Re: [PATCH 03 of 10 v2] xen: sched_credit: let the scheduler know about node-affinity

xen-devel.lists.xenproject.org archive mirror
 help / color / mirror / Atom feed

From: George Dunlap <george.dunlap@eu.citrix.com>
To: Dario Faggioli <dario.faggioli@citrix.com>
Cc: Marcus Granado <Marcus.Granado@eu.citrix.com>,
	Dan Magenheimer <dan.magenheimer@oracle.com>,
	Ian Campbell <Ian.Campbell@citrix.com>,
	Anil Madhavapeddy <anil@recoil.org>,
	Andrew Cooper <Andrew.Cooper3@citrix.com>,
	Juergen Gross <juergen.gross@ts.fujitsu.com>,
	Ian Jackson <Ian.Jackson@eu.citrix.com>,
	"xen-devel@lists.xen.org" <xen-devel@lists.xen.org>,
	Jan Beulich <JBeulich@suse.com>,
	Daniel De Graaf <dgdegra@tycho.nsa.gov>,
	Matt Wilson <msw@amazon.com>
Subject: Re: [PATCH 03 of 10 v2] xen: sched_credit: let the scheduler know about node-affinity
Date: Thu, 20 Dec 2012 15:56:39 +0000	[thread overview]
Message-ID: <50D33537.9050802@eu.citrix.com> (raw)
In-Reply-To: <06d2f322a6319d8ba212.1355944039@Solace>

On 19/12/12 19:07, Dario Faggioli wrote:
> As vcpu-affinity tells where VCPUs must run, node-affinity tells
> where they should or, better, prefer. While respecting vcpu-affinity
> remains mandatory, node-affinity is not that strict, it only expresses
> a preference, although honouring it is almost always true that will
> bring significant performances benefit (especially as compared to
> not having any affinity at all).
>
> This change modifies the VCPU load balancing algorithm (for the
> credit scheduler only), introducing a two steps logic.
> During the first step, we use the node-affinity mask. The aim is
> giving precedence to the CPUs where it is known to be preferable
> for the domain to run. If that fails in finding a valid PCPU, the
> node-affinity is just ignored and, in the second step, we fall
> back to using cpu-affinity only.
>
> Signed-off-by: Dario Faggioli <dario.faggioli@citrix.com>

This one has a lot of structural comments; so I'm going to send a couple 
of different mails as I'm going through it, so we can parallize the 
discussion better. :-)

> ---
> Changes from v1:
>   * CPU masks variables moved off from the stack, as requested during
>     review. As per the comments in the code, having them in the private
>     (per-scheduler instance) struct could have been enough, but it would be
>     racy (again, see comments). For that reason, use a global bunch of
>     them of (via per_cpu());
>   * George suggested a different load balancing logic during v1's review. I
>     think he was right and then I changed the old implementation in a way
>     that resembles exactly that. I rewrote most of this patch to introduce
>     a more sensible and effective noda-affinity handling logic.
>
> diff --git a/xen/common/sched_credit.c b/xen/common/sched_credit.c
> --- a/xen/common/sched_credit.c
> +++ b/xen/common/sched_credit.c
> @@ -111,6 +111,33 @@
>
>
>   /*
> + * Node Balancing
> + */
> +#define CSCHED_BALANCE_CPU_AFFINITY     0
> +#define CSCHED_BALANCE_NODE_AFFINITY    1
> +#define CSCHED_BALANCE_LAST CSCHED_BALANCE_NODE_AFFINITY
[snip]
> +#define for_each_csched_balance_step(__step) \
> +    for ( (__step) = CSCHED_BALANCE_LAST; (__step) >= 0; (__step)-- )
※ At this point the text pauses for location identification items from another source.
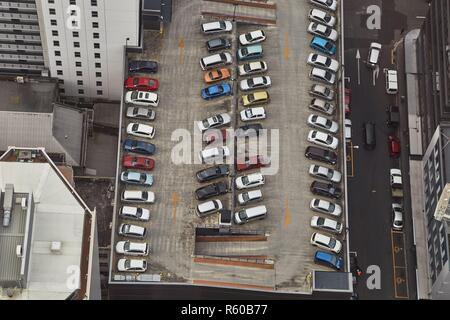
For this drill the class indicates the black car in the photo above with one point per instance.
(249, 130)
(211, 190)
(326, 189)
(320, 154)
(218, 44)
(212, 173)
(142, 66)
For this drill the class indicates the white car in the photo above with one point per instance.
(250, 114)
(322, 106)
(325, 173)
(217, 26)
(326, 4)
(141, 130)
(323, 139)
(252, 37)
(326, 207)
(251, 68)
(324, 62)
(322, 31)
(325, 242)
(321, 16)
(132, 265)
(322, 75)
(255, 83)
(249, 181)
(214, 122)
(129, 248)
(213, 154)
(322, 123)
(142, 98)
(326, 224)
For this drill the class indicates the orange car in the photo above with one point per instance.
(217, 75)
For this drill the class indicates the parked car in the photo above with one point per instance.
(253, 162)
(254, 98)
(214, 122)
(325, 224)
(323, 45)
(321, 91)
(141, 113)
(129, 248)
(252, 37)
(138, 162)
(326, 189)
(320, 154)
(323, 31)
(252, 114)
(217, 75)
(142, 66)
(141, 84)
(252, 68)
(139, 178)
(141, 130)
(217, 44)
(212, 173)
(322, 123)
(134, 213)
(249, 181)
(209, 207)
(211, 190)
(322, 75)
(211, 155)
(251, 52)
(326, 207)
(131, 265)
(142, 98)
(251, 196)
(323, 139)
(322, 17)
(324, 62)
(325, 173)
(255, 83)
(397, 216)
(140, 147)
(217, 27)
(326, 4)
(138, 196)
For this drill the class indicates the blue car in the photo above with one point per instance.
(328, 259)
(323, 45)
(140, 147)
(216, 91)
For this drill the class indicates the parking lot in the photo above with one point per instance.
(171, 231)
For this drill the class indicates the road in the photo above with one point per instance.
(369, 194)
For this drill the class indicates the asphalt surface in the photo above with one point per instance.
(369, 192)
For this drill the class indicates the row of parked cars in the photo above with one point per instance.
(324, 72)
(137, 165)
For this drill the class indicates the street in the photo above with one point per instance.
(370, 218)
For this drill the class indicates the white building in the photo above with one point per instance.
(83, 43)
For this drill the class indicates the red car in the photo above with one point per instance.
(141, 84)
(251, 163)
(394, 146)
(138, 162)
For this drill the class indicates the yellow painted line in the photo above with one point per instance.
(174, 206)
(286, 46)
(287, 215)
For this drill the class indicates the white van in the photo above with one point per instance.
(250, 214)
(391, 81)
(216, 60)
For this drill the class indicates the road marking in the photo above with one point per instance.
(286, 46)
(174, 206)
(287, 215)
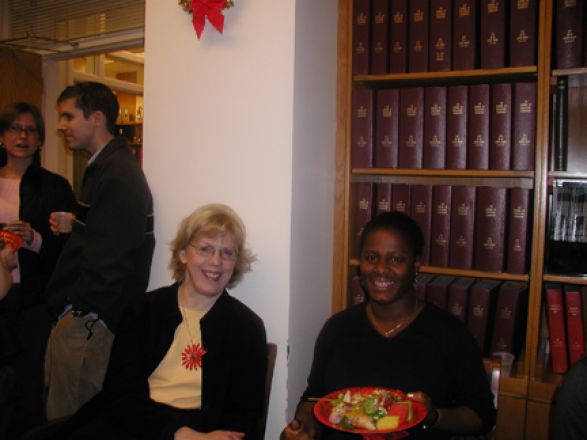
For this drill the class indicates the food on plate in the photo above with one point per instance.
(377, 410)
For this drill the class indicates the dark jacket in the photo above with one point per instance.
(233, 372)
(107, 259)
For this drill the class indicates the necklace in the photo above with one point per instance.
(406, 320)
(191, 356)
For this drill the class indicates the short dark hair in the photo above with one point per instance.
(23, 108)
(93, 96)
(397, 221)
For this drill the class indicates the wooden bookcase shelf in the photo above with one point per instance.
(525, 398)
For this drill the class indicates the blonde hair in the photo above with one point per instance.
(212, 221)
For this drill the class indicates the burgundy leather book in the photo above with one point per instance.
(437, 291)
(519, 214)
(481, 311)
(456, 127)
(462, 226)
(400, 198)
(418, 35)
(465, 32)
(361, 34)
(575, 323)
(555, 313)
(509, 324)
(411, 127)
(398, 37)
(383, 202)
(478, 139)
(434, 128)
(490, 217)
(500, 150)
(493, 34)
(363, 211)
(379, 36)
(420, 285)
(568, 32)
(440, 35)
(458, 297)
(440, 230)
(420, 211)
(387, 128)
(357, 293)
(524, 126)
(523, 32)
(362, 128)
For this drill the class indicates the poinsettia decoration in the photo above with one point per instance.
(206, 9)
(191, 357)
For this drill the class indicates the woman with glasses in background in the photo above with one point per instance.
(28, 194)
(188, 360)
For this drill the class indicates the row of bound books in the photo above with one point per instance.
(494, 312)
(440, 35)
(571, 45)
(565, 306)
(474, 127)
(464, 227)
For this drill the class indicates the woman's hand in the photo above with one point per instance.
(185, 433)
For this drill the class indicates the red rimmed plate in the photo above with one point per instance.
(323, 409)
(11, 238)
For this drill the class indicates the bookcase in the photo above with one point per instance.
(527, 396)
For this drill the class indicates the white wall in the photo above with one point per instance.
(247, 118)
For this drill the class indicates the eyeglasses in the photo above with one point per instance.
(208, 251)
(16, 129)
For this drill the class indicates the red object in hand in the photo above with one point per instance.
(11, 238)
(211, 9)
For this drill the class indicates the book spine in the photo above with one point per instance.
(440, 35)
(362, 129)
(556, 327)
(435, 128)
(363, 211)
(569, 33)
(517, 242)
(523, 32)
(411, 127)
(440, 232)
(562, 128)
(478, 139)
(493, 34)
(361, 47)
(398, 45)
(524, 126)
(401, 198)
(456, 127)
(458, 298)
(462, 226)
(386, 128)
(509, 320)
(490, 229)
(421, 202)
(357, 293)
(418, 36)
(465, 31)
(575, 323)
(481, 312)
(500, 150)
(383, 198)
(379, 37)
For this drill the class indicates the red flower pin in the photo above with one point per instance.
(191, 358)
(210, 9)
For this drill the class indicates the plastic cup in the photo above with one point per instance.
(63, 220)
(507, 360)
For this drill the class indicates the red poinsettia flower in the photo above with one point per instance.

Why are we starting at the top and going down?  Is there any good reason 
for it?

Every time you do anything unexpected, you add to the cognitive load of 
the person reading your code, leaving less spare processing power or 
memory for other bits of the code, and increasing (sligthly) the chance 
of making a mistake.  The most natural thing would be for someone to 
expect that the steps start at 0 and go up; just reversing it means it's 
that little bit harder to understand.  When you name it "LAST", it's 
even worse, because that would definitely imply that this step is going 
to be executed last.

So why not just have this be as follows?

for(step=0; step<CSCHED_BALANCE_MAX; step++)

> +
> +/*
> + * Each csched-balance step has to use its own cpumask. This function
> + * determines which one, given the step, and copies it in mask. Notice
> + * that, in case of node-affinity balancing step, it also filters out from
> + * the node-affinity mask the cpus that are not part of vc's cpu-affinity,
> + * as we do not want to end up running a vcpu where it would like, but
> + * is not allowed to!
> + *
> + * As an optimization, if a domain does not have any node-affinity at all
> + * (namely, its node affinity is automatically computed), not only the
> + * computed mask will reflect its vcpu-affinity, but we also return -1 to
> + * let the caller know that he can skip the step or quit the loop (if he
> + * wants).
> + */
> +static int
> +csched_balance_cpumask(const struct vcpu *vc, int step, cpumask_t *mask)
> +{
> +    if ( step == CSCHED_BALANCE_NODE_AFFINITY )
> +    {
> +        struct domain *d = vc->domain;
> +        struct csched_dom *sdom = CSCHED_DOM(d);
> +
> +        cpumask_and(mask, sdom->node_affinity_cpumask, vc->cpu_affinity);
> +
> +        if ( cpumask_full(sdom->node_affinity_cpumask) )
> +            return -1;

There's no optimization in having this comparison done here.  You're not 
reading something from a local variable that you've just calculated.  
But hiding this comparison inside this function, and disguising it as 
"returns -1", does increase the cognitive load on anybody trying to read 
and understand the code -- particularly, as how the return value is used 
is not really clear.

Also, when you use this value, effectively what you're doing is saying, 
"Actually, we just said we were doing the NODE_BALANCE step, but it 
turns out that the results of NODE_BALANCE and CPU_BALANCE will be the 
same, so we're just going to pretend that we've been doing the 
CPU_BALANCE step instead."  (See for example, "balance_step == 
CSCHED_BALANCE_NODE_AFFINITY && !ret" -- why the !ret in this clause?  
Because if !ret then we're not actually doing NODE_AFFINITY now, but 
CPU_AFFINITY.)  Another non-negligible chunk of cognitive load for 
someone reading the code to 1) figure out, and 2) keep in mind as she 
tries to analyze it.

I took a look at all the places which use this return value, and it 
seems like the best thing in each case would just be to have the 
*caller*, before getting into the loop, call 
cpumask_full(sdom->node_affinity_cpumask) and just skip the 
CSCHED_NODE_BALANCE step altogether if it's true.  (Example below.)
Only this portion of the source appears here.